ArgoCD evaluates health by checking status.conditions. Without custom Lua health checks, it falls back to generic resource health, which checks only that the resource exists—not that it is functional.

The Implementation

ArgoCD Custom Health Checks

# HARDENED: ArgoCD ConfigMap with Knative health checks
apiVersion: v1
kind: ConfigMap
metadata:
  name: argocd-cm
  namespace: argocd
data:
  resource.customizations.health.serving.knative.dev_Service: |
    hs = {}
    if obj.status ~= nil then
      if obj.status.conditions ~= nil then
        for _, condition in ipairs(obj.status.conditions) do
          if condition.type == "Ready" then
            if condition.status == "True" then
              hs.status = "Healthy"
              hs.message = "Service is ready"
            elseif condition.status == "False" then
              hs.status = "Degraded"
              hs.message = condition.message or "Service is not ready"
            else
              hs.status = "Progressing"
              hs.message = condition.message or "Service is progressing"
            end
            return hs
          end
        end
      end
    end
    hs.status = "Progressing"
    hs.message = "Waiting for conditions"
    return hs

  resource.customizations.health.serving.knative.dev_Revision: |
    hs = {}
    if obj.status ~= nil then
      if obj.status.conditions ~= nil then
        for _, condition in ipairs(obj.status.conditions) do
          if condition.type == "Ready" then
            if condition.status == "True" then
              hs.status = "Healthy"
            elseif condition.status == "False" then
              hs.status = "Degraded"
              hs.message = condition.message
            else
              hs.status = "Progressing"
            end
            return hs
          end
        end
      end
    end
    hs.status = "Progressing"
    return hs

GitOps Directory Structure for Knative

ecommerce-infra/
├── apps/
│   ├── product-import/
│   │   ├── base/
│   │   │   ├── kustomization.yaml
│   │   │   └── knative-service.yaml
│   │   └── overlays/
│   │       ├── staging/
│   │       │   ├── kustomization.yaml
│   │       │   └── patches/
│   │       │       └── scale.yaml
│   │       └── production/
│   │           ├── kustomization.yaml
│   │           └── patches/
│   │               └── scale.yaml

Base Knative Service

# apps/product-import/base/knative-service.yaml
# HARDENED: Base Knative Service definition
apiVersion: serving.knative.dev/v1
kind: Service
metadata:
  name: product-import
spec:
  template:
    metadata:
      annotations:
        autoscaling.knative.dev/min-scale: "0"
        autoscaling.knative.dev/max-scale: "5"
    spec:
      containers:
        - image: ghcr.io/acme/product-import:latest
          ports:
            - containerPort: 8080
          resources:
            requests:
              cpu: 250m
              memory: 512Mi

Production Overlay

# apps/product-import/overlays/production/patches/scale.yaml
apiVersion: serving.knative.dev/v1
kind: Service
metadata:
  name: product-import
spec:
  template:
    metadata:
      annotations:
        autoscaling.knative.dev/max-scale: "10"
        autoscaling.knative.dev/scale-to-zero-pod-retention-period: "15m"

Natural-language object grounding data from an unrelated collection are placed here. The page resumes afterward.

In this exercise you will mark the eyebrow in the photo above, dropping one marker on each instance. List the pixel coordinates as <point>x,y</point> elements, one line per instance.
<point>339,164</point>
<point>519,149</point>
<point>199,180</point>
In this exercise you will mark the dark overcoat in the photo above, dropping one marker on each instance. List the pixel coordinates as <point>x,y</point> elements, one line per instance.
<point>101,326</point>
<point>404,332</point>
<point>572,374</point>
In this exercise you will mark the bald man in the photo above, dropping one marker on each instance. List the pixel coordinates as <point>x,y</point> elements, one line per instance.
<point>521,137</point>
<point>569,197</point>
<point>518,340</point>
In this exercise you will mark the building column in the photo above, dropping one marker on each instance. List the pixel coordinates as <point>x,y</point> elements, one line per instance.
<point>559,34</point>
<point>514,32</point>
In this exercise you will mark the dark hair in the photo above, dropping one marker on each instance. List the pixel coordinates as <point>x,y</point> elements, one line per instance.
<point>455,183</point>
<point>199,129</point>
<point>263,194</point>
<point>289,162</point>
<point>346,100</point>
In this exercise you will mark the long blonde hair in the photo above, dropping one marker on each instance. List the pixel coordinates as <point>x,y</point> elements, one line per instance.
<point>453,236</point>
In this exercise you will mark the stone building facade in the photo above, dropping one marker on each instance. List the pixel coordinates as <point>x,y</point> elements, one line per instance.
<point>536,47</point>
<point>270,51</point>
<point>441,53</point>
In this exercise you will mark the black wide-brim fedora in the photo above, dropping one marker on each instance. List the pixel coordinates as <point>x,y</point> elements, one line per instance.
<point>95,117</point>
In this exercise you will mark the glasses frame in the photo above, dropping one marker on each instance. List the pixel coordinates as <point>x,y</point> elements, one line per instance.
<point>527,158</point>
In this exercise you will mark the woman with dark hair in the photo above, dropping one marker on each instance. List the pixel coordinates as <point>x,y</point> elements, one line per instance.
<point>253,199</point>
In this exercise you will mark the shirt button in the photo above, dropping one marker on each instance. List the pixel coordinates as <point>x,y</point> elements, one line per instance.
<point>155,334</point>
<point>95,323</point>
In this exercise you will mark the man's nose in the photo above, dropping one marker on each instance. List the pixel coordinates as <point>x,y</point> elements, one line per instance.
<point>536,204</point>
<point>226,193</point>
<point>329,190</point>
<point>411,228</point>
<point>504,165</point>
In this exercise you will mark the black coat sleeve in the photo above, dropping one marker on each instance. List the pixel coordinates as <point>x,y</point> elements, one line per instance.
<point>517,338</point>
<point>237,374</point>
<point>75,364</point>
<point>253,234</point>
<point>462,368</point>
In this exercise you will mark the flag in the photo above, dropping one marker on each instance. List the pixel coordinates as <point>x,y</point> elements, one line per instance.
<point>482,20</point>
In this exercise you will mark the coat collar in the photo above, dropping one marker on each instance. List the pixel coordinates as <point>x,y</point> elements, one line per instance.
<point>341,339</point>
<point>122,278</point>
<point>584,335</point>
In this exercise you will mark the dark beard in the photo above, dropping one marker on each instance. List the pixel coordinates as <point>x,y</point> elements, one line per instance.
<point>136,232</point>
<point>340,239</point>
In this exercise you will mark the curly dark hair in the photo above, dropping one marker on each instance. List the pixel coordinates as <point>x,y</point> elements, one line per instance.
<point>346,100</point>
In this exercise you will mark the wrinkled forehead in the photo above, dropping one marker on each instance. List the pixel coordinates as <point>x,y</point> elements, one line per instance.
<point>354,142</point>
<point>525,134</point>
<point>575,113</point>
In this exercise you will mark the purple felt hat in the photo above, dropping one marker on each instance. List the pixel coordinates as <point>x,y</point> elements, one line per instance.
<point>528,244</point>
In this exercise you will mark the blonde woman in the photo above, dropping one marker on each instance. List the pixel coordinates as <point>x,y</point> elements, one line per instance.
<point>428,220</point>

Blue-Green with Knative Traffic Splitting

# HARDENED: Blue-green deployment via Knative traffic spec
apiVersion: serving.knative.dev/v1
kind: Service
metadata:
  name: product-import
spec:
  template:
    metadata:
      name: product-import-v2
    spec:
      containers:
        - image: ghcr.io/acme/product-import:v2.0.0
  traffic:
    # 100% to old revision until validated
    - revisionName: product-import-v1
      percent: 100
    # New revision accessible via tag URL only
    - revisionName: product-import-v2
      percent: 0
      tag: candidate

The candidate tag creates a URL like candidate-product-import.production.example.com. Test the new version via this URL. When validated, update the traffic split:

traffic:
  - revisionName: product-import-v2
    percent: 100

CI Pipeline Updates Image Tag

# .github/workflows/deploy.yml
# HARDENED: Update Knative image tag via Kustomize
- name: Update image tag
  run: |
    cd ecommerce-infra
    kustomize edit set image \
      ghcr.io/acme/product-import:${{ github.sha }}
    git add .
    git commit -m "deploy: product-import ${{ github.sha }}"
    git push

ArgoCD detects the commit, syncs the Knative Service, Knative creates a new Revision with the new image, and routes traffic to it.

The Gate

ArgoCD sync status is the gate. A Knative Service that fails to reach Ready=True will leave the ArgoCD Application in a Degraded state. Combined with ArgoCD notifications (Slack, webhook), this creates an automated alert when serverless deployments fail.

The Recovery

ArgoCD sync succeeds but Knative Service stays Progressing: The container image is failing to start. Check the Revision’s pods: kubectl get pods -n production -l serving.knative.dev/service=product-import. Examine pod events and logs.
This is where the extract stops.